く、苦しい⋯⋯顔が胸の中に埋もれているよ。子供の俺ではフィリアさんの抱擁になす術もなく、ただされるがままだ。
「お、お母様。公共の場で男の人に抱きつくのはどうかと思いますけど」
えっ? ルリシアさんがそれを言う? 今まで散々抱きしめてきたのは誰だと抗議したい。
「それにユートくんが苦しそうです。離してください」
「え~そんなことないわよね? ユートくんは私に抱きしめられて嬉しいよね?」
否定したい所だが、綺麗な女性に抱きしめられて、嬉しくない男はいない。
「う、うん」
俺は思わず正直な気持ちを口にしてしまった。
「ユートくんひどいよ。浮気者だよ」
えっ? 何故俺は浮気者扱いされなければならないんだ。
「ユートくんを抱きしめていいのは私だけなの! わかった?」
「⋯⋯うん」
俺はルリシアさんの迫力に押され、頷いてしまう。
そしてルリシアさんは俺の手を取り、フィリアさんから引き剥がすのであった。
「あらあら⋯⋯私のユートくんが取られてしまったわ」
「お母様のユートくんじゃありません! 私のです!」
あれ? 俺はいつからルリシアさんのものになったんだ? そうか、私の護衛って意味なのかな?

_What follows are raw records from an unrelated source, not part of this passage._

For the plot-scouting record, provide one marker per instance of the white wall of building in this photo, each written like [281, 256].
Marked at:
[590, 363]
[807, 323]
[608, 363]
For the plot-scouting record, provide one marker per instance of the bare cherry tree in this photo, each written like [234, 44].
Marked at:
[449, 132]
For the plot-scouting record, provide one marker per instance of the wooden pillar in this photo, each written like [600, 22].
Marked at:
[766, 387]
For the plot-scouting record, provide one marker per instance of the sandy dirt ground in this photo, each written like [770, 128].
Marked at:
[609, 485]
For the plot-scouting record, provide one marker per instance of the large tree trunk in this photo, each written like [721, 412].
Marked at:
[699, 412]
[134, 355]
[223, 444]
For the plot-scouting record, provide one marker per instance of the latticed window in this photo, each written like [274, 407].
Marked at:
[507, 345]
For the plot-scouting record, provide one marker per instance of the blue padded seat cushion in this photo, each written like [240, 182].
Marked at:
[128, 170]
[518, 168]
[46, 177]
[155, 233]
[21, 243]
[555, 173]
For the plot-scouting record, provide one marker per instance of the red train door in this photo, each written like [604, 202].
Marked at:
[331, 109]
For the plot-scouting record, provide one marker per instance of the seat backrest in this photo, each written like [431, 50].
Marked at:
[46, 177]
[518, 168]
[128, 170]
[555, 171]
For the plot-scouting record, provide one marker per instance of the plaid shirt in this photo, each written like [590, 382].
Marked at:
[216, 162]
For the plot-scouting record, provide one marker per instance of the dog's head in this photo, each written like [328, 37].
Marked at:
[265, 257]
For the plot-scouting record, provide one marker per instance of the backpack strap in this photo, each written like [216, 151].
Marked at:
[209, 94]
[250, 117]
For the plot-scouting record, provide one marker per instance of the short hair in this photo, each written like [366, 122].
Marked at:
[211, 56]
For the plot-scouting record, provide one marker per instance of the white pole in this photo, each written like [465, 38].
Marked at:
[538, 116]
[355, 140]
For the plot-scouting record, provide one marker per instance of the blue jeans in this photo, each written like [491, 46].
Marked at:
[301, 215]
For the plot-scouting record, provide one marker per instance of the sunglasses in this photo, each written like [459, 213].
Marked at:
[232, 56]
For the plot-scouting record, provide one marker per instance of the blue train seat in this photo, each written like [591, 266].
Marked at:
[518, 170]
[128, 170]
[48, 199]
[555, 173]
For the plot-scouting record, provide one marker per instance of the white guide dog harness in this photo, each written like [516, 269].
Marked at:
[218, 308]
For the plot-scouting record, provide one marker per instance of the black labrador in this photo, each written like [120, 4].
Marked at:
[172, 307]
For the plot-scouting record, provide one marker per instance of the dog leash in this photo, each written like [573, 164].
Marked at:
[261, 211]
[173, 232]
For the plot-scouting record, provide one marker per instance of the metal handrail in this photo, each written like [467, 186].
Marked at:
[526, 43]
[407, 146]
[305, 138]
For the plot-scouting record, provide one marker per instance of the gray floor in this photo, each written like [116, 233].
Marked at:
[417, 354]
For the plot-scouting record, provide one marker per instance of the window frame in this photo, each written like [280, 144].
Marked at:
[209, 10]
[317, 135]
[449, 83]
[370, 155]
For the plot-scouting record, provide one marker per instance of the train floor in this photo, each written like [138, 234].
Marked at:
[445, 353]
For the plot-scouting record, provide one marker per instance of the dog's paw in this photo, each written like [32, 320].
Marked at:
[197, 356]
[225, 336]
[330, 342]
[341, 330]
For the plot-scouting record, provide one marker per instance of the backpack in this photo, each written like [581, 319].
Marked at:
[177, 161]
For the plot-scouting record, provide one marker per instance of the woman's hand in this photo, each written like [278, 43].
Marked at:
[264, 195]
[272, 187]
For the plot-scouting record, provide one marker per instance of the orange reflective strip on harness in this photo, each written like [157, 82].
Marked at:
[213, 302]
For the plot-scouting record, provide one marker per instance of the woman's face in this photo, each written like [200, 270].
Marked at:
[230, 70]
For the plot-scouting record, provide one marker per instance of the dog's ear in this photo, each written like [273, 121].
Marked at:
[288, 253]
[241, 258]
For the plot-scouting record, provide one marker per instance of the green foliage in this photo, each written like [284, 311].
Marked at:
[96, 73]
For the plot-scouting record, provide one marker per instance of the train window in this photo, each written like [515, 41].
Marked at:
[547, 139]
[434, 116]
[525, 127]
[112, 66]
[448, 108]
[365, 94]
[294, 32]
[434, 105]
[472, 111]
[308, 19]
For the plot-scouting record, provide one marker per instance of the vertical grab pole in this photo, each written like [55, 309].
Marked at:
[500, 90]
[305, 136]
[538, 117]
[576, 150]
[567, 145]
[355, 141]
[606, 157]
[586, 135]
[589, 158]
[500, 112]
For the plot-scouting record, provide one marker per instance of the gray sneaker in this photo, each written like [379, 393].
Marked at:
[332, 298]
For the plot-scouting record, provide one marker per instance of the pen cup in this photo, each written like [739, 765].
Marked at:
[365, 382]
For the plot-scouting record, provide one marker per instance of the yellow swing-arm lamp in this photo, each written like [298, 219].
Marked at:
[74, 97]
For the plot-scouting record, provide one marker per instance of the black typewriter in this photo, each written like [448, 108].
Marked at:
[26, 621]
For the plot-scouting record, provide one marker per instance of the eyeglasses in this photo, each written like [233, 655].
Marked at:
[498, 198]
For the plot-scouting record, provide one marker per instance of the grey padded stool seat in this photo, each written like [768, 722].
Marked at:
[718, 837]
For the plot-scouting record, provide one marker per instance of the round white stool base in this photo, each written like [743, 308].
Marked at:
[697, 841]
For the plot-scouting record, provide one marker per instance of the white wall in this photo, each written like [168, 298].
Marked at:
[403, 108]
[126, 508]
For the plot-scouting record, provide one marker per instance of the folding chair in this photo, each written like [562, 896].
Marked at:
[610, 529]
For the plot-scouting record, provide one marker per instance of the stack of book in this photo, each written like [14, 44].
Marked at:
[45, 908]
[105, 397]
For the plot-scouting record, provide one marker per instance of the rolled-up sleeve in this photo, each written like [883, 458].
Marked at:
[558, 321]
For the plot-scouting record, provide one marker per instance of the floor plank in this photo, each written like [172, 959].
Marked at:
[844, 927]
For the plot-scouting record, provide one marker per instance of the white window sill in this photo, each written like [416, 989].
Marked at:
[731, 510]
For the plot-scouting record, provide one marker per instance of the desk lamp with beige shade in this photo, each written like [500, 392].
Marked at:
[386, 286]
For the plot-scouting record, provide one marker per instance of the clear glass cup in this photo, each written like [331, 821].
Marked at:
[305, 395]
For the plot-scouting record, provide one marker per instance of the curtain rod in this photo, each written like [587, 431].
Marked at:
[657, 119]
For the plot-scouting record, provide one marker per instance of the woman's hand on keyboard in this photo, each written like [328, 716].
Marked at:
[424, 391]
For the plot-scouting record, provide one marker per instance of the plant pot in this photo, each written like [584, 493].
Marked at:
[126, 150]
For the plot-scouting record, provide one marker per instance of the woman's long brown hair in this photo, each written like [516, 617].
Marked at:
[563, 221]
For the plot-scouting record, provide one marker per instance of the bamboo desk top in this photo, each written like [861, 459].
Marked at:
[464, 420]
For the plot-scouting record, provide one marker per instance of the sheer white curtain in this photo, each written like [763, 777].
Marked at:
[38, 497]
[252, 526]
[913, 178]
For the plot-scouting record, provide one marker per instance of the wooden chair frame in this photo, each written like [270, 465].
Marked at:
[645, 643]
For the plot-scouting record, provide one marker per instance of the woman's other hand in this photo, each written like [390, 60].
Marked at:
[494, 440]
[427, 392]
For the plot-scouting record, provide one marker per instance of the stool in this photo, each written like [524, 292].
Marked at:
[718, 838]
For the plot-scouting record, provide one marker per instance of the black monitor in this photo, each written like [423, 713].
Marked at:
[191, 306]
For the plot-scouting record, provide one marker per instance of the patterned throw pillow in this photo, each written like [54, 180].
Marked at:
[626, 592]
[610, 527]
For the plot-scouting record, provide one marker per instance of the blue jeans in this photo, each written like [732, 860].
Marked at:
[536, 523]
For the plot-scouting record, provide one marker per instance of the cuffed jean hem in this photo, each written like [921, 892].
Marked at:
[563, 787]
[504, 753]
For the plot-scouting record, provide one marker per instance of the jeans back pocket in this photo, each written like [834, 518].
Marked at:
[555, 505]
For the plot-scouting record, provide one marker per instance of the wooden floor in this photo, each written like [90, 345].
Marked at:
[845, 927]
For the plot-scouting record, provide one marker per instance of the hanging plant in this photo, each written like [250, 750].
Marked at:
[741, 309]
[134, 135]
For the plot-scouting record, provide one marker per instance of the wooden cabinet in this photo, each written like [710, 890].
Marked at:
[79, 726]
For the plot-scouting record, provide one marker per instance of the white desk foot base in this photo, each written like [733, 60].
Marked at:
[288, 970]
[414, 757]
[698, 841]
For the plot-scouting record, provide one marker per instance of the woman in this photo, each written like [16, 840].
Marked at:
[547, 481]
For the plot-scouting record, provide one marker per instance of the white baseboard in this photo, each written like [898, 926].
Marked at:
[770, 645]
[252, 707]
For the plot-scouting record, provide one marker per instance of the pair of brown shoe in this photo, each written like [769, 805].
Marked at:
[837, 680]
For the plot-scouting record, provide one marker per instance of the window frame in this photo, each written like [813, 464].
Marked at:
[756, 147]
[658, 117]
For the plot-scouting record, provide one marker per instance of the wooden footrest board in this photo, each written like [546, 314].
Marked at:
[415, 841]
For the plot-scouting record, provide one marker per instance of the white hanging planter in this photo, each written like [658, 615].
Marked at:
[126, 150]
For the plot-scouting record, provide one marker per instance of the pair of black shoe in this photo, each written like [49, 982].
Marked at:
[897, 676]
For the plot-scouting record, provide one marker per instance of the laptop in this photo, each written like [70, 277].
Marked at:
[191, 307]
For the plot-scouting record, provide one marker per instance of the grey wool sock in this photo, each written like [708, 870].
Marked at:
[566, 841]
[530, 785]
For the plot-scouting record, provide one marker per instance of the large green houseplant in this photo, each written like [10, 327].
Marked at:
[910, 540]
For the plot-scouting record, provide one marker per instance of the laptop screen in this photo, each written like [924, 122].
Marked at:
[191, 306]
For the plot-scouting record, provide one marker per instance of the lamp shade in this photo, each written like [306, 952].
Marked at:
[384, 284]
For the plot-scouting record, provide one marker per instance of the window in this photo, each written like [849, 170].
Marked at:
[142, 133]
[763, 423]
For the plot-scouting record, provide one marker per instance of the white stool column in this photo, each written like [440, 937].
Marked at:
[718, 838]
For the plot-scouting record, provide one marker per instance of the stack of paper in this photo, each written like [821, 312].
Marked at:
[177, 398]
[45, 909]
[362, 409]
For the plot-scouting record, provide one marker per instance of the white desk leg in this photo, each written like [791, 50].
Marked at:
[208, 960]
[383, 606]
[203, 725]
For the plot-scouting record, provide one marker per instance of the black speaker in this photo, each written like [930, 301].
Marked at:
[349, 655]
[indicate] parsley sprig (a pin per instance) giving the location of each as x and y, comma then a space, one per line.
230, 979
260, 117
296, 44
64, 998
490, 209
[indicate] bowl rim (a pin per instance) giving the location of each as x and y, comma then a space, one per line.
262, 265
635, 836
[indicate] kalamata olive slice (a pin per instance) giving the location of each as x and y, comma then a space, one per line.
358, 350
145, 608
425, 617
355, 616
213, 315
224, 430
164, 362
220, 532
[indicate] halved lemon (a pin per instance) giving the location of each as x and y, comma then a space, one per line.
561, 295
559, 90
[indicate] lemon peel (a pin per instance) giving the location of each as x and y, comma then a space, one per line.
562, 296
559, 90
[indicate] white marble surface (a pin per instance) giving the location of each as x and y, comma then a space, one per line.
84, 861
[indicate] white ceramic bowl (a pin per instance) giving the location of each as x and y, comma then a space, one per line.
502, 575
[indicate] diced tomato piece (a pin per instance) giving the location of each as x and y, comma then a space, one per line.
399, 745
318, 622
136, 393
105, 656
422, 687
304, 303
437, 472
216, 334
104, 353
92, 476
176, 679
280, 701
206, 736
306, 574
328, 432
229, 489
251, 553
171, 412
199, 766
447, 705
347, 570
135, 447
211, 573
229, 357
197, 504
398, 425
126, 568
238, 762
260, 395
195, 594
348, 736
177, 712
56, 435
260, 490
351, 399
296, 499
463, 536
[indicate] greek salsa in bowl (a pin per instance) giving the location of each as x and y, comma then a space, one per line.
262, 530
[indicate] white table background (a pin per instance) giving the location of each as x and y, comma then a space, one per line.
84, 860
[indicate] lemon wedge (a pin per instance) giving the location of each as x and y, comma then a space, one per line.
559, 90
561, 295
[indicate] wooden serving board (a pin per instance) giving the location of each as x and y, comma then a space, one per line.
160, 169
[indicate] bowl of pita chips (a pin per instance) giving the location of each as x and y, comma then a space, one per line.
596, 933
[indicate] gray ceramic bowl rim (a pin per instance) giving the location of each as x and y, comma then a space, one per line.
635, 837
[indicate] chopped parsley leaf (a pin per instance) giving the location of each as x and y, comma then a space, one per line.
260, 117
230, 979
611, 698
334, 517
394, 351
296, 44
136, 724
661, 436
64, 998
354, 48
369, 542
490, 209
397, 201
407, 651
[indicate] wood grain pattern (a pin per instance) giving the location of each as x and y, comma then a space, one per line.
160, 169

「娘が怒ってしまったわ。とりあえずからかうのはこのくらいにして――」
「からかってたの!」
どうやらフィリアさんはかなりお茶目な人のようだ。
ルリシアさんがさっきから良いように遊ばれている。
「ユートくんは私の命の恩人よ。何か私に出来ることがあったら何でも言ってね。力になるわ」
皇后であるフィリアさんが俺の力になってくれるのは嬉しい。それなら⋯⋯
「僕には妹がいて――」
俺はトアのことや病のことを話す。
「⋯⋯わかったわ。トアちゃんの病を治すために、私も協力するわ」
「本当ですか?」
「ええ⋯⋯まずはトアちゃんの症状を具体的に知りたいから、帝都のお医者さんに診てもらいましょう」
「ありがとうございます」
「ユートくんのお家はどこにあるのかな?」
「え~と⋯⋯僕の家はセレノアの――」
俺は屋敷のある場所を伝える。
「すぐにお医者さんを派遣するわ。それにしてもユートくんは本当に良い子ね。小さいのに妹のためにがんばっているなんて⋯⋯益々好きになっちゃったわ」
そして再びフィリアさんは抱きしめてきた。
「お母様! ユートくんはもう抱きしめないと約束したじゃありませんか!」
えっ? そんな約束してなくない? さっきから俺の知らない所で色々決められているように感じるが気のせいか?
「つい抱きしめたくなっちゃって」
フィリアさんはいたずらっ子のようにウインクをしながら舌をぺろりと出す。
ウインクって可愛く見せるのは意外と難しいけど、フィリアさんみたいな美人がやると絵になるな。
「⋯⋯ユートくん? 今お母様に見とれてなかった?」
ルリシアさんが普段聞かないような低い声で問い詰めてきた。これははいと答えたら恐ろしいことが起きてしまいそうだ。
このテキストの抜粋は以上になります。